Their analysis, revealed in Science Advances on August 7, 2020, confirmed that these nanofibers can induce an immune response and activate T cells with out the usage of further adjuvants, which might induce irritation and are related to frequent vaccine unintended effects, like soreness on the injection web site or low-grade fever.
“We wanted to understand how the body processed this nanofiber system, from its first interaction with the immune system to the point where it led to a complete immune response,” said co-senior author Anita Chong, Ph.D., a professor of surgery at the University of Chicago Medicine.
“In order to visualize the uptake of the nanofibers, we decided to try the intranasal route, because it would give us access to dendritic cells in the lungs and let us track their movement into the draining lymph nodes.”
Lining the surfaces of the lungs and intestines, dendritic cells act as a first point of contact for the innate immune system.

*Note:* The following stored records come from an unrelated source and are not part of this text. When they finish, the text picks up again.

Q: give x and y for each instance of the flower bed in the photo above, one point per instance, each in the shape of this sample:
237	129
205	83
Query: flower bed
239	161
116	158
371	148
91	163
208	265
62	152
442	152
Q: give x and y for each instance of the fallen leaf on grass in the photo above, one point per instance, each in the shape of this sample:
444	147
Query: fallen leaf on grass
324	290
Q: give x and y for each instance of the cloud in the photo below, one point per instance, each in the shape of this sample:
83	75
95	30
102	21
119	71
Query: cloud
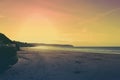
99	16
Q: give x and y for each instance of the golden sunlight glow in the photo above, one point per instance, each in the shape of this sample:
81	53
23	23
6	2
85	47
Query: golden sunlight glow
37	28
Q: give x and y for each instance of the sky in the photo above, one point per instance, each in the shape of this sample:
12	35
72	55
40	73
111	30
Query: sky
76	22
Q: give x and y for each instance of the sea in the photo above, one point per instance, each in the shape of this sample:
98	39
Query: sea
104	50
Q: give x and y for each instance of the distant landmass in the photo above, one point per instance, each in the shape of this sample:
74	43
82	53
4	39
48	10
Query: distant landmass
5	40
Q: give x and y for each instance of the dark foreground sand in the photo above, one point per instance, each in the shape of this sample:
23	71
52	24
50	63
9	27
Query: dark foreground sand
64	65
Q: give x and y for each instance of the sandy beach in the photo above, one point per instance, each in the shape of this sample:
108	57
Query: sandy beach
64	65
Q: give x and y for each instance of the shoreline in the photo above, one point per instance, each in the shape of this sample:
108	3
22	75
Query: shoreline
64	65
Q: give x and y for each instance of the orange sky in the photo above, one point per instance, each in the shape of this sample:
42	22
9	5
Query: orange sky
77	22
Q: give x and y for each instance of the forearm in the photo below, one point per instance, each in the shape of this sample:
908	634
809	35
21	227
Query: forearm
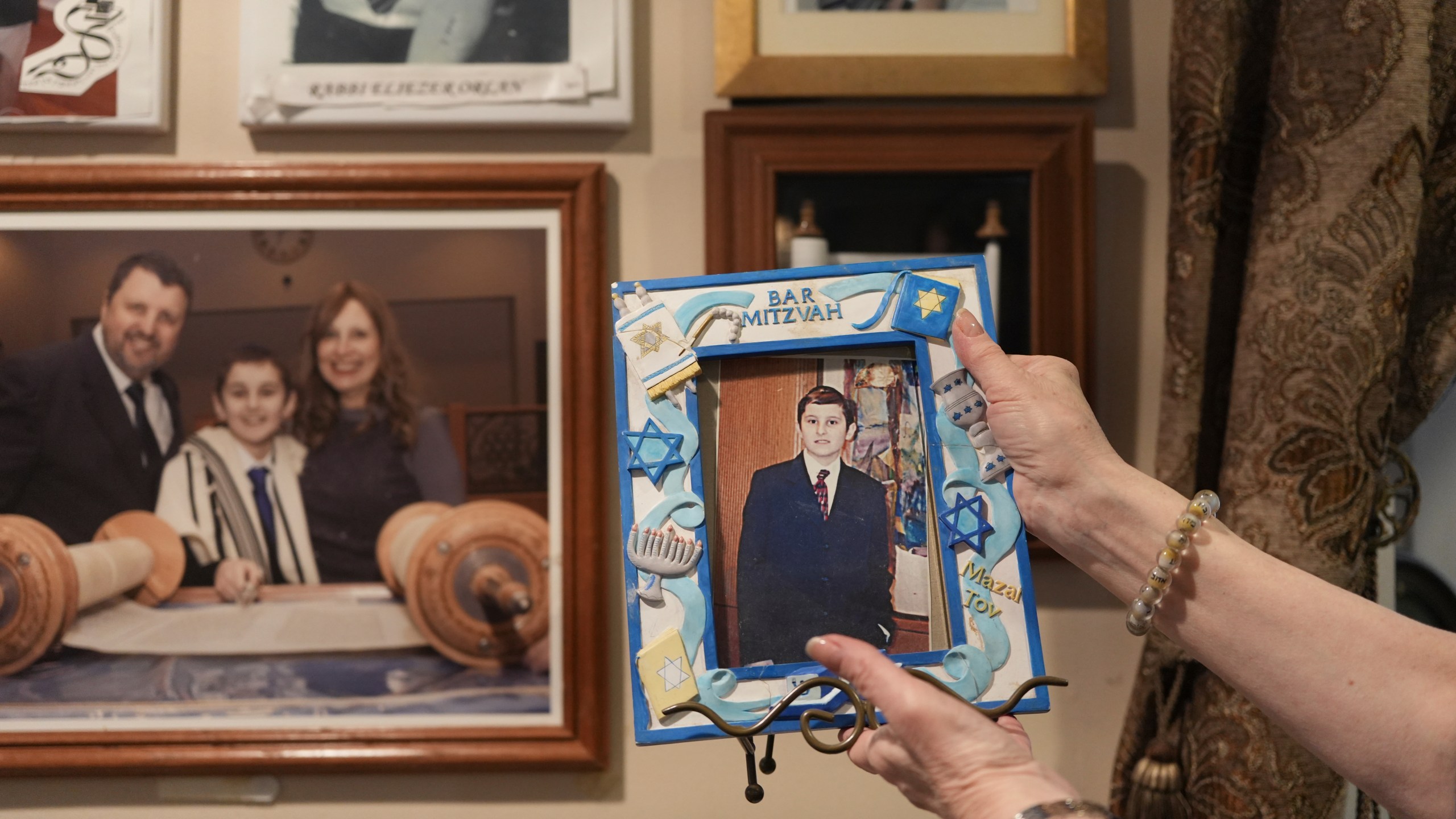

These cells bind to and gobble up the antigens found on the surface of invading pathogens, then turn around and present the antigens on their own cell surface to other immune system cells, including T and B cells.
This allows the T cells to initiate an immune response and prepare to defend the body against the invading bacteria, fungus or virus.
In the study, the researchers leveraged their nanofiber platform to test a specific kind of vaccine, called a subunit vaccine, which only uses a specific protein intended to act as the main antigen to stimulate an immune response.
This is in contrast to other kinds of vaccines, such as live-attenuated vaccines or inactivated vaccines, which challenge the immune system by introducing the whole virus, in a less virulent or inactive form.
Each type of vaccine has its advantages and disadvantages; live-attenuated vaccines can offer the most protection, but because they contain the actual pathogen, they frequently can’t be used for patients with weakened immune systems.
“The major advantage of subunit vaccines is safety since they don’t involve the replication of live pathogens,” said first author Youhui Si, Ph.D., a research scientist at UChicago. “On the other hand, to increase their effectiveness, subunit vaccines require adjuvants and repeated doses to induce long lasting immunity against a disease.”
Adjuvants have the big downside of provoking inflammation. “This makes it difficult to find the balance between getting a strong enough immune response and making the vaccine as safe and side effect-free as possible,” said co-senior author Joel Collier, Ph.D., an associate professor of biomedical engineering at Duke University.
“The fiber we’ve developed is unique in that it doesn’t require that inflammation,” he continued. “The scaffolding itself seems to be able to activate the dendritic cells to kick off the immune response. But before now, we didn’t have any real understanding of which pathways were involved in this process, so this study provides some insight into what’s going on.”
The researchers say that not requiring adjuvants has a lot of advantages. “Aside from the inflammation issues, adjuvants require vaccines to be kept in cold storage,” Chong said. “Without them, the peptides are quite heat stable, and can be delivered as a dry powder to be reconstituted into nanofibers on site, making it easier to get vaccines into resource-limited areas.”